The Forestry Commission in Scotland is risking one of Scotland's staple industries by failing to replace trees felled to construct wind farms, the head of the UK's £300 million sawmilling sector has said.
David Sulman is director of the Stirling-based UK Forest Products Association, which represents 60 British companies, one-third of them located in Scotland. He accused the FCS of risking "a rapid decline of the domestic wood processing industry" by failing to plan for future stocks of commercial conifers.
Sulman warned that increased scarcity of commercial conifers was causing "dangerous overheating" and "endangering future investment" in the Scottish wood market. This was partly caused, he said, by the wind farm-related felling, and partly because of increased demand stimulated by public subsidies for burning wood in power stations via renewables obligation certificates.
He said: "It feels as if the forest industries are being attacked from two sides. They both happen to be associated with renewable energy."
He also said that, in permitting the leasing of large tracts of forested land to wind farms, the FCS was failing to follow best practice in Scandinavia and the rest of Europe, where they practise so-called "keyholing" - restricting felling to trees immediately surrounding new turbines rather than clearing large areas.
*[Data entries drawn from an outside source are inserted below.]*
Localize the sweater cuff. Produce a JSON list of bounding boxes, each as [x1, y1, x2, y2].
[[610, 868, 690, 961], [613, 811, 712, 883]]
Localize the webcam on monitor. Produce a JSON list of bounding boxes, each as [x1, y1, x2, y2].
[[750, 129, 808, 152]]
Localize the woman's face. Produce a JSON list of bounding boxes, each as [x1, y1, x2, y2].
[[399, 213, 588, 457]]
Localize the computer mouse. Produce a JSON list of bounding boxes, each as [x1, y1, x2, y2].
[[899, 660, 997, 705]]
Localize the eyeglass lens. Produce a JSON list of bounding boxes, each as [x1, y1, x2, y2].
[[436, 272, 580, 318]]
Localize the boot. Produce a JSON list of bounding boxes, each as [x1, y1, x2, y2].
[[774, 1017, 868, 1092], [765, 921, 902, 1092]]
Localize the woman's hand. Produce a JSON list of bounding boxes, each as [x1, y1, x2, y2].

Earlier this month the FCS disclosed under Freedom of Information legislation that more than 6200 acres of Scottish forestry land, or five million trees, have been felled for wind farms since 2007. In the same period, fewer than 2000 acres of trees have been replanted within the sites, a net loss of around 3.4 million trees.
Sulman said: "These developments may help to meet the Scottish Government's renewables targets and provides their coffers with significant revenue from developers.
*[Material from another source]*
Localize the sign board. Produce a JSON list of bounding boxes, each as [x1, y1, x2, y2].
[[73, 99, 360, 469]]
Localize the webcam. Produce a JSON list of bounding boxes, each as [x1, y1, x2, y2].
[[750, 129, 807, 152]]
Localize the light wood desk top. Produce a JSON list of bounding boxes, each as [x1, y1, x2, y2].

"[But] at a time when people are increasingly recognising the need for more trees, as carbon dioxide 'stores' and as sources of sustainable construction products, it just seems wrong to be felling vast swathes of forest to replace them with wind turbines which are of more questionable benefit."
The Scottish Government, to which the FCS is accountable, previously rejected objections to the net loss of trees by claiming to be "supporting" more than 31,000 hectares of new planting. However, Paul Wheelhouse, the Environment Minister, did not specify whether this extended to the FCS planting like-for-like commercial trees on its own land.
The wood products industry has also complained that an initial Scottish Government commitment to ensuring "compensatory planting" (CP) - an obligation on renewables developers to replace felled trees - appears not to have been enforced.
Sulman said: "They have been talking about CP obligation almost as long as wind farms have been on the FCS estate. The requirement was simply 'advice to planners'. It didn't have to be done, and therefore it generally hasn't happened."
Concerns about the scale of the destruction of FCS tree stocks to make way for wind farms and for biomass have arisen because of the potential effect of a scarcity on price, and the related sustainability of a timber industry that employs 19,000 direct jobs and 38,500 indirect jobs in Scotland, according to Scottish Enterprise.
Sawn wood is an internationally traded commodity, and therefore highly price-sensitive. According to Alastair Kerr, director general of the Wood Panel Industries Federation, another industry body, falling stocks of commercial softwood from the FCS estate have contributed, albeit to an unknown extent, to a price rise of around 23% in industrial roundwood (ie, raw timber) in the past five years.
Productivity and quality improvements in the UK sawmill and panel-making industries have helped boost the proportion of native wood in the UK supply chain from 20% to 40% since 2003, displacing imports from Scandinavia and the Baltic states and elsewhere. However, the UK Forest Products Association fears that progress could be reversed if scarcity drives up UK prices, with damaging knock-on effects on jobs.
A Forestry Commission spokesman said: "The results from the 25-year softwood forecast shows that there is increasing potential timber availability until the early 2030s.
"We are already working closely with stakeholders to develop the forestry elements of the next Scotland Rural Development Programme, which will include measures aimed at incentivising the private sector to make a substantial contribution to our commitment of creating a further 100,000 hectares of new woodland over the next 10 years, with an increased emphasis on productive woodland."